2.2. Specifying Waveform Archives

This tutorial provides instructions on how to direct QuakeMigrate to a local waveform archive and how to specify its structure. QuakeMigrate can handle any regularly structured waveform archive. Additional requirements can be handled on request - contact us at quakemigrate.developers@gmail.com or submit an Issue on our GitHub.

2.2.1. The Archive class

The Archive class provides methods for querying a waveform archive on a local system. It is capable of handling any regular archive structure, as well as any data file format that is compatible with ObsPy. Waveform data and an overview of the data availability (see Rejection criteria) are returned by a query to the archive.

It requires two pieces of information on instantiation:

archive_path: the path to seismic data archive
stations: a DataFrame containing station information. There is one required (case-sensitive) column header - “Name”.

All other parameters can either be provided as arguments on instantiation, or set once the Archive has been instantiated (see the section on specifying the archive structure below for an example).

Here we create a new instance of Archive.

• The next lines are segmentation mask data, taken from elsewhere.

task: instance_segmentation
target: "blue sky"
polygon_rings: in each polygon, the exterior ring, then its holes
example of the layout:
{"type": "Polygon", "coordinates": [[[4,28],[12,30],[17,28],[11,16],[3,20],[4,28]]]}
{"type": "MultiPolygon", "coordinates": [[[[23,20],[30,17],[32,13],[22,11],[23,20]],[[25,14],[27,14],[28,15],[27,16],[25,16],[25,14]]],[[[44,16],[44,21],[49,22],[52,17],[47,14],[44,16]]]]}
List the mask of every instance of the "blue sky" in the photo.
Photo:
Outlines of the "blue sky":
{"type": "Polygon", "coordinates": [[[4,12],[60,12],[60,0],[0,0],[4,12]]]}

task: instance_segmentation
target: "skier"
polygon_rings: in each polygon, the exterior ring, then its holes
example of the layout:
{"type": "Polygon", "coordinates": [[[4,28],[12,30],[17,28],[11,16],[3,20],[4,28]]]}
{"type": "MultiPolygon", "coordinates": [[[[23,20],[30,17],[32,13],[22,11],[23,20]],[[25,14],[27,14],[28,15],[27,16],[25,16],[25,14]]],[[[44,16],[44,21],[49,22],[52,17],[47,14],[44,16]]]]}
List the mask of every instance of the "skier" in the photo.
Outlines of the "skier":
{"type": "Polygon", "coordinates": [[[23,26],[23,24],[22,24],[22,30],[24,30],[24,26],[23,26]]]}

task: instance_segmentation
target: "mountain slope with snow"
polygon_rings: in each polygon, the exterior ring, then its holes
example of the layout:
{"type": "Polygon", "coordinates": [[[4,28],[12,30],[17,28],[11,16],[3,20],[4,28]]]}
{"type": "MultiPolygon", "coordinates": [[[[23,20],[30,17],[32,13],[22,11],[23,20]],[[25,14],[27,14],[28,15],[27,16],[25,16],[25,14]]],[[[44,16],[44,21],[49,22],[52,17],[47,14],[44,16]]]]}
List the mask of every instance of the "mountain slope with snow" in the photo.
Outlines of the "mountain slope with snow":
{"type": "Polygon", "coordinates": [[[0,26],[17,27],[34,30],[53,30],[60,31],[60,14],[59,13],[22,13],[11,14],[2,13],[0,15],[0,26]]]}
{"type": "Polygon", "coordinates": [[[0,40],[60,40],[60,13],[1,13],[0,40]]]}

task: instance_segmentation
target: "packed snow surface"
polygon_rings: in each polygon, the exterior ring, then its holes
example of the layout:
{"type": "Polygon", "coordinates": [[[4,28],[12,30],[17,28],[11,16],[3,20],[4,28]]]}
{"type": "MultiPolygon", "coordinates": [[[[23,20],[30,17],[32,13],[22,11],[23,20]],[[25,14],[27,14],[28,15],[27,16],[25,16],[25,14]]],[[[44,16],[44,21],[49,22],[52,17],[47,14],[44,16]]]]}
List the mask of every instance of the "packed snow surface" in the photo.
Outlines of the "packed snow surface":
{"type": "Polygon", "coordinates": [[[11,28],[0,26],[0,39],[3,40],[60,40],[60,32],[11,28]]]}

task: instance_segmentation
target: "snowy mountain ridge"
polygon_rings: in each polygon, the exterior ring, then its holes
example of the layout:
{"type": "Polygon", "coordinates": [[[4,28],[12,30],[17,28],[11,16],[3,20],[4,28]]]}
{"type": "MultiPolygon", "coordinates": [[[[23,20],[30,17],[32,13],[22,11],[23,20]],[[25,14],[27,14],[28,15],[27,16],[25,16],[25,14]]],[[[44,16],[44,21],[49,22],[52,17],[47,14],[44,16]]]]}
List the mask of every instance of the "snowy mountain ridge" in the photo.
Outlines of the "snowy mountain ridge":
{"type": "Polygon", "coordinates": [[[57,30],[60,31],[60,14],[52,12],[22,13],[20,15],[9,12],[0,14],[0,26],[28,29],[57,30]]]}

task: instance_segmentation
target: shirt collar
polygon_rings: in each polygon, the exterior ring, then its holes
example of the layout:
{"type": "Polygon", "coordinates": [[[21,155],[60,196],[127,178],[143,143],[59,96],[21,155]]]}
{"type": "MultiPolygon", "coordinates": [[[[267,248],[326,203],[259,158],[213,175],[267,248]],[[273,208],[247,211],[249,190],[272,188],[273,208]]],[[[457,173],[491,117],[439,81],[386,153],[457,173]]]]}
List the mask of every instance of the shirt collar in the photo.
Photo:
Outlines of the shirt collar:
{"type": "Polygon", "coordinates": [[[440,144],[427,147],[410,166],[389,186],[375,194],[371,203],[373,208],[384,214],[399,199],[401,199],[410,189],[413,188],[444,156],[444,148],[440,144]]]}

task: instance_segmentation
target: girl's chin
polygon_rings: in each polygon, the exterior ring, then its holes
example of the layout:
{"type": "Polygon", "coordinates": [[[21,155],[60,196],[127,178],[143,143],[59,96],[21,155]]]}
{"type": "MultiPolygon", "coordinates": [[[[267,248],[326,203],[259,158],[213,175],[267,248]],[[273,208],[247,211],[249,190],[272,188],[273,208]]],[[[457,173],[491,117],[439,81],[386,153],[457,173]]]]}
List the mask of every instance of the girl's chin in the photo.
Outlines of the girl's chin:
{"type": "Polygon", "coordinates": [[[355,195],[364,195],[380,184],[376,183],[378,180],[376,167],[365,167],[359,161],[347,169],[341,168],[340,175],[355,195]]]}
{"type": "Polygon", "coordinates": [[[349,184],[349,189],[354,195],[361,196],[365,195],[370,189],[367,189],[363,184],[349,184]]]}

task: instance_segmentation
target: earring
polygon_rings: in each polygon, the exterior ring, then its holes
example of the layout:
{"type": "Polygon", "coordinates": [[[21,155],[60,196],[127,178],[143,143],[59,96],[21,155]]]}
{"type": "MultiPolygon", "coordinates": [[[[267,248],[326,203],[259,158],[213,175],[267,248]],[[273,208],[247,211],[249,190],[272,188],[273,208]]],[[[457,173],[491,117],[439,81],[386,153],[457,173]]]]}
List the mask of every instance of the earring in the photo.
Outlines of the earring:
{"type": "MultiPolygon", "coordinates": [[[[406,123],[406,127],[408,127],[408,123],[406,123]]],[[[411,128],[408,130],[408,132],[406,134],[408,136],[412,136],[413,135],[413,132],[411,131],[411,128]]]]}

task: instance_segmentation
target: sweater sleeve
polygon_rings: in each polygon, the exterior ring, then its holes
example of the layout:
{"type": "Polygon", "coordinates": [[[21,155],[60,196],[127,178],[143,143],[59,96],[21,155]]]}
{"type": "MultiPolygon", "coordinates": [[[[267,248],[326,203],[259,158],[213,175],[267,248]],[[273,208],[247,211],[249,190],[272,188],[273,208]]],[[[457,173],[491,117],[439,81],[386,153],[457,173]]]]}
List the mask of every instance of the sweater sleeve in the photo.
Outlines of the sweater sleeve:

from quakemigrate.io import Archive, read_stations


# --- Read in station file ---
stations = read_stations(station_file)

# --- Create new Archive and set path structure ---
archive = Archive(archive_path=data_in, stations=stations)

2.2.2. Specifying the archive structure

Once the Archive object has been instantiated, it is necessary to specify the structure of the archive. There are some standard formats, which can be accessed through the path_structure() method, including SeisComp3 and the standard structure used by SeisUK. These map to a formattable string used when querying the waveform archive:

archive.path_structure(archive_format="SeisComp3")

It is also possible to override with a custom archive structure:

archive.format = "{year}/{jday:03d}/{station}_{year}_{jday:03d}_{channels}.*"

The full list of keyword arguments that are passed into this formattable string when the archive is queried is:

year: UTCDateTime.year for the time period of the query
month: UTCDateTime.month for the time period of the query
day: UTCDateTime.day for the time period of the query
jday: UTCDateTime.julday for the time period of the query
station: the station name (replaced with "*" if reading all)
dtime: UTCDateTime for the time period of the query

The inclusion of dtime allows for incredible flexibility, with most of the other arguments just providing shorthand.

2.2.3. Resampling waveforms

It is not uncommon for a data archive to contain stations with differing sampling rates. QuakeMigrate, however, performs the core migration and stacking routine at a single, unified sampling rate. As such, we have bundled methods for accomplishing this automatically, resampling the waveform data to the specified sampling rate as it is read in. These routines aim to minimally alter the values of the waveforms by retaining as much of the original data as possible. Downsampling from 100 Hz to 50 Hz, for example, is accomplished by decimating the waveforms by a factor of two—skipping every other sample. If the unified sampling rate is not an integer divisor of the input waveform sampling rate, there is (limited) scope to linearly interpolate the waveform data to a sampling rate that does divide into the unified sampling rate an integer number of times, then decimate down.

Resampling can be toggled on with archive.resample = True, and a single factor by which to linearly interpolate data when resampling with archive.upfactor = 2. We hope to de-restrict this in the future to allow for automatic identification of a suitable upfactor (within reason).

2.2.4. Instrument response

While it is not necessary to remove the instrument response for the core migration and stacking routine—the default STA/LTA onset function implicitly handles this—if the user wishes to make use of the local magnitude calculation module, they must provide an inventory of instrument response functions. The quakemigrate.io.read_response_inv() function is a light wrapper for the ObsPy read_inventory() function. See their documentation for details of compatible formats.

In addition to the inventory of instrument response functions, the user can also set the water level, a pre-filter, and choose to remove the full response.

2.2.5. Rejection criteria

We currently impose fairly strict criteria on the data to be used in QuakeMigrate, which are detailed below.

2.2.5.1. Gap tolerance

It is possible to allow QuakeMigrate to use gappy data. We do not recommend using this without first assessing the waveform data and understanding the common causes of data gaps. This is currently set by toggling the allow_gaps parameter of the quakemigrate.signal.onsets.STALTAOnset object to True.

This also applies to data missing at the start/end of a timestep.

2.2.5.2. Flatlines

Some archives will choose to fill any gaps in their waveform data with flatline values. If, for a given timestep, the data all have the same value, they are rejected.

2.2.5.3. Overlaps

If there is overlapping waveform data for a particular station component, it is not used.